It’s not until you “grow up” (I will forever put that phrase in quotations) that you realize a few essential things about life. One, is that you owe your mother more than you will ever be able to repay her. Another, is that every single thing you played with, watched, or read had a profound affect on who you are as an adult.
As we share our own childhood building blocks with other people from our generation there’s bound to be some common denominators, the common threads we share that bind us all together as “millennials.” Things like Transformers, OJ Simpson and Game Boy.
But there’s also the other circumstantial items that happened to be around you that became fiercely integral to who you are, individually, as a person. Toys, movies or books that you might not even remember until someone else happens to identify it as one of their random memories, that suddenly surge out of your subconscious causing you to squeal with such delight that the entire pub turns around to stare at you. It’s like you’ve found a long lost sibling in this person; suddenly deeply connected to them as if they were right there in 1989, experiencing it with you.
Here’s just a few of my building blocks, feel free to squeal.

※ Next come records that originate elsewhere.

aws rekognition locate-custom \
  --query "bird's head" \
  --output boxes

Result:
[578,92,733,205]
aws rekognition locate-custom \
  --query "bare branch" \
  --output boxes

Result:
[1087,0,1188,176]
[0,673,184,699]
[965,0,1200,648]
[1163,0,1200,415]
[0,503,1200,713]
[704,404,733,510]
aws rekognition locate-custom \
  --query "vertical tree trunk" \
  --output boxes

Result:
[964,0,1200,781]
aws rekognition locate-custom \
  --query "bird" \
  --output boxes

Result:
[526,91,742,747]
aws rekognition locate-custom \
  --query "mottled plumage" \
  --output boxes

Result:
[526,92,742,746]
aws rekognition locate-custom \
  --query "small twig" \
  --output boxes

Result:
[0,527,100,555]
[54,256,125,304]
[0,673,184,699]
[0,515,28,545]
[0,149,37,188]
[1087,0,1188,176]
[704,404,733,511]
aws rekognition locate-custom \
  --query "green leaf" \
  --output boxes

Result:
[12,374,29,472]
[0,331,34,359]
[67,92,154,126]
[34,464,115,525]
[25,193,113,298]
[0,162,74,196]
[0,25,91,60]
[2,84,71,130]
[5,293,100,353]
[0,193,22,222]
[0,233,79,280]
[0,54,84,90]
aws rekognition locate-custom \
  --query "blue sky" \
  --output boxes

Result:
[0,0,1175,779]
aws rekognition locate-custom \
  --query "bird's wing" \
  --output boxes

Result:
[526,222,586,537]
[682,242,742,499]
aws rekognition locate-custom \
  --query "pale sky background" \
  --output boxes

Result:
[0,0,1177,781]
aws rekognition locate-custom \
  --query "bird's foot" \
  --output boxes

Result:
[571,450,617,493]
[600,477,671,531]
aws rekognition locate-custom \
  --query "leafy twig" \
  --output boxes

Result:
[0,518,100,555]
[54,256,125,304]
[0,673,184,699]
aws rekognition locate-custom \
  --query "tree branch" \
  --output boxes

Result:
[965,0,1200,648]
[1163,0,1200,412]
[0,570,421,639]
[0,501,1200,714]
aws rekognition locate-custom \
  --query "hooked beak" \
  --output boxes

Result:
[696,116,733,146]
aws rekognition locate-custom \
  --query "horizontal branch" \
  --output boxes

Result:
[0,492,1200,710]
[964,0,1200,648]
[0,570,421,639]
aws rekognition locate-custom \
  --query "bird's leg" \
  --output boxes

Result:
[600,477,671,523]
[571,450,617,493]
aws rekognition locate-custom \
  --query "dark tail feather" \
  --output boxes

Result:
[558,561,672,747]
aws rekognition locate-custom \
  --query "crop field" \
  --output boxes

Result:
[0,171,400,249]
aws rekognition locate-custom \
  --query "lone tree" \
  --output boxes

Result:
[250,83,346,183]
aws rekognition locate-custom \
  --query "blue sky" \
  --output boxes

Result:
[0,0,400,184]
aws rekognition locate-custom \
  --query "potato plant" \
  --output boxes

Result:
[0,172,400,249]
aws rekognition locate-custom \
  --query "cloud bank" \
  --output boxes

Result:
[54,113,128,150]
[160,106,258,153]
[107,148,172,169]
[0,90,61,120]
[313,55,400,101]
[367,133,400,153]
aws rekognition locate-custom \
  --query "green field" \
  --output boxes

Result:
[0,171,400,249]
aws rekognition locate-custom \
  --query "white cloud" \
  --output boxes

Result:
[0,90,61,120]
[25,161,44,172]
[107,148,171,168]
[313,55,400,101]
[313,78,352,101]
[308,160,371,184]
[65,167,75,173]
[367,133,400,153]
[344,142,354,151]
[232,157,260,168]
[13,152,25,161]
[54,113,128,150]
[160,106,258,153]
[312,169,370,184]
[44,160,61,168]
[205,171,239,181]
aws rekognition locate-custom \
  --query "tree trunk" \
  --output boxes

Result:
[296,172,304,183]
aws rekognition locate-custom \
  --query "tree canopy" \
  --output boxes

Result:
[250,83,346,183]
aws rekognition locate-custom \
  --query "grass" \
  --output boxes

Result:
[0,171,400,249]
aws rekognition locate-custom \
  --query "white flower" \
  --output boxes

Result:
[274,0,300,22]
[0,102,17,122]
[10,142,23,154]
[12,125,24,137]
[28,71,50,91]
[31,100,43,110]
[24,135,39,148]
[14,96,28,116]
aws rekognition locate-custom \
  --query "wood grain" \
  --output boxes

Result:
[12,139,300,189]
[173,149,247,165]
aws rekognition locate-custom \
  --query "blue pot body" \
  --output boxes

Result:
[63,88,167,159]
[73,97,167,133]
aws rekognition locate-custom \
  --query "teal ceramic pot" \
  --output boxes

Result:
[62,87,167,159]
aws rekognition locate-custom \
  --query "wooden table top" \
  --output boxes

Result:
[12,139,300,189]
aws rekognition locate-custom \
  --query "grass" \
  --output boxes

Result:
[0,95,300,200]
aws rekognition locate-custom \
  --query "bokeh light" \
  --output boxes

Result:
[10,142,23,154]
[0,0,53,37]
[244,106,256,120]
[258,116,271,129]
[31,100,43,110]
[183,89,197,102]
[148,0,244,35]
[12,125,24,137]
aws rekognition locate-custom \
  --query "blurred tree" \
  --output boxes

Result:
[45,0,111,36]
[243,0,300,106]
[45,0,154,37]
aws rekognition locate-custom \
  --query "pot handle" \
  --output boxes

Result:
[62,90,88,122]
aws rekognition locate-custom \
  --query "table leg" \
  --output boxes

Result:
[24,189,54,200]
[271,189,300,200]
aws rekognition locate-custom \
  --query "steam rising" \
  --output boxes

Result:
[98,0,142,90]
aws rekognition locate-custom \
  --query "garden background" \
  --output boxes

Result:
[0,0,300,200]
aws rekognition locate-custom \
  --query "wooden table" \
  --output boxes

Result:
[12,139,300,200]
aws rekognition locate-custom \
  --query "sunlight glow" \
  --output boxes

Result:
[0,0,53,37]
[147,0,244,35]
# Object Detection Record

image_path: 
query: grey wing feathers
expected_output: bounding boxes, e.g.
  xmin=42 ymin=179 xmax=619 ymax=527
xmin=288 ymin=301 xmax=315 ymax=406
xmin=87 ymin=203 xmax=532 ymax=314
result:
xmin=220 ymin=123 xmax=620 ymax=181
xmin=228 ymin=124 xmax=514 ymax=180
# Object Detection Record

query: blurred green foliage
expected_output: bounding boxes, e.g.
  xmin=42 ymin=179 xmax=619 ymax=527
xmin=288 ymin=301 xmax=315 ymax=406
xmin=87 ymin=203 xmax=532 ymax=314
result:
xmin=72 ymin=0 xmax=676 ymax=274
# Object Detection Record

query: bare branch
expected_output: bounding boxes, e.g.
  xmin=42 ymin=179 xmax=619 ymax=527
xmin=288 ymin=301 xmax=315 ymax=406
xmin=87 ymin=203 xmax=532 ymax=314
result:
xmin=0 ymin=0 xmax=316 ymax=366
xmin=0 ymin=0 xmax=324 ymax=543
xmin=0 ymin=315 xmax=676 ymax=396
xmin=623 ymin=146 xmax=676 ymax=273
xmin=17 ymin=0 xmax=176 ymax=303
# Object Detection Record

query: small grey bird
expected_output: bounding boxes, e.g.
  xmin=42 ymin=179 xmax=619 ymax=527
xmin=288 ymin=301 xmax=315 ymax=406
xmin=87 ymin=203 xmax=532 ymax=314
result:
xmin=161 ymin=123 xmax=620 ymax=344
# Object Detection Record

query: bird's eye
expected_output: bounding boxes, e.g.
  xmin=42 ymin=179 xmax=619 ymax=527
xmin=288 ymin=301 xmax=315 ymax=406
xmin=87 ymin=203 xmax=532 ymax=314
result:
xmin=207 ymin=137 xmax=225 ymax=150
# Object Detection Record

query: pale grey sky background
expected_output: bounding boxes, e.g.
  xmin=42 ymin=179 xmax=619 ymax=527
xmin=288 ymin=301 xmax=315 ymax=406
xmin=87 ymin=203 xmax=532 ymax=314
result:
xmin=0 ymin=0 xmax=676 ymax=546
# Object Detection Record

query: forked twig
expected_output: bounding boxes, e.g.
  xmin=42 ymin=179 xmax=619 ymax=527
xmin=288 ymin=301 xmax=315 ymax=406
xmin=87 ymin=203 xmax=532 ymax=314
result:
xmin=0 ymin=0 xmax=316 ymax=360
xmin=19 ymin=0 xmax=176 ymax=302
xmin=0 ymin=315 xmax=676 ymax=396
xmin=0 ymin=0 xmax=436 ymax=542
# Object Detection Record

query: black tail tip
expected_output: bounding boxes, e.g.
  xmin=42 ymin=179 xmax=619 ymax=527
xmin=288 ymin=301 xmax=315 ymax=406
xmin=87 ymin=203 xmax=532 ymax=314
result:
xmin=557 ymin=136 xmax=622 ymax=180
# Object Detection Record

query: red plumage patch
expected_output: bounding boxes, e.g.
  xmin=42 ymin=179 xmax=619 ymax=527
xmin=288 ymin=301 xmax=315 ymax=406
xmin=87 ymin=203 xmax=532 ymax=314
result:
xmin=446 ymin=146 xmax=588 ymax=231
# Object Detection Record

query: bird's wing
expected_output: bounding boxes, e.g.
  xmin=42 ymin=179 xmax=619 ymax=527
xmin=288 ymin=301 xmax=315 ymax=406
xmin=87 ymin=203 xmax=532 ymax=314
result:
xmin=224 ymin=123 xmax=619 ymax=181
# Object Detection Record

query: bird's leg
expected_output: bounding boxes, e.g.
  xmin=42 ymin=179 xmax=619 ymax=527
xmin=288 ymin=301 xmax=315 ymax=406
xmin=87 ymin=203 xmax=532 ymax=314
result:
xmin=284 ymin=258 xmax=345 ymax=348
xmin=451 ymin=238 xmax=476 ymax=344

The Christmas Toy (Jim Henson Muppets, 1986)
For the longest time, my memory of this movie was nothing but an ambiguous……feeling. I remembered what it felt like to watch this movie; the warmth of its colours, the voices of the characters, as if it had a texture I could run my hand over. I brought it up constantly, to anyone who would listen, but nobody knew what I was talking about, since I had no concrete descriptions of it. But God bless the Internet and IMDb. I entered in the most abstract description and sure enough, someone knew exactly what I was talking about.
This movie is beyond a Christmas classic for me. I know there’s a legion of people who are asking for it to be released on DVD and I’m no exception. I will pay with money, gratitude, my innocence – BY ANY MEANS.
Matilda (Ronald Dahl, 1988)
This book made me convinced I also had psychokinetic powers, just like Matilda. Turns out, I was just staring at things so hard my blurry vision made it look like they moved.
The Man in the Ceiling (Jules Feiffer, 1995)
This is the only childhood book of mine that actually stays on my bookshelf, in regular rotation (see below). The rest are in a big rubber bin in the closet, waiting for my random whims of nostalgia to be brought out and flipped through. This is the book that I credit for making me a lifetime lover of writing, comics and the tantalizing and often torturous beauty of a blank piece of paper.
The Racoons (CBC Television, 1985-1992)
No lie, I JUST learned that The Racoons was a Canadian show while I was looking for this clip. Not only that but it was set in the forests of Western Canada, so it’s no wonder it stuck with me. There was something cool about a show that looked like it could be taking place in your backyard. The fact that it included aardvarks probably helped, too. Buuuuut now that I think about it, I’m pretty sure aardvarks are only in Africa. Crazy Canadians!
And don’t forget Home Improvement!
(For the record, this post was inspired by the feverish, child-like excitement seeping from my peers surrounding the upcoming film Where the Wild Things Are – a book I have never seen or even heard of in my life.)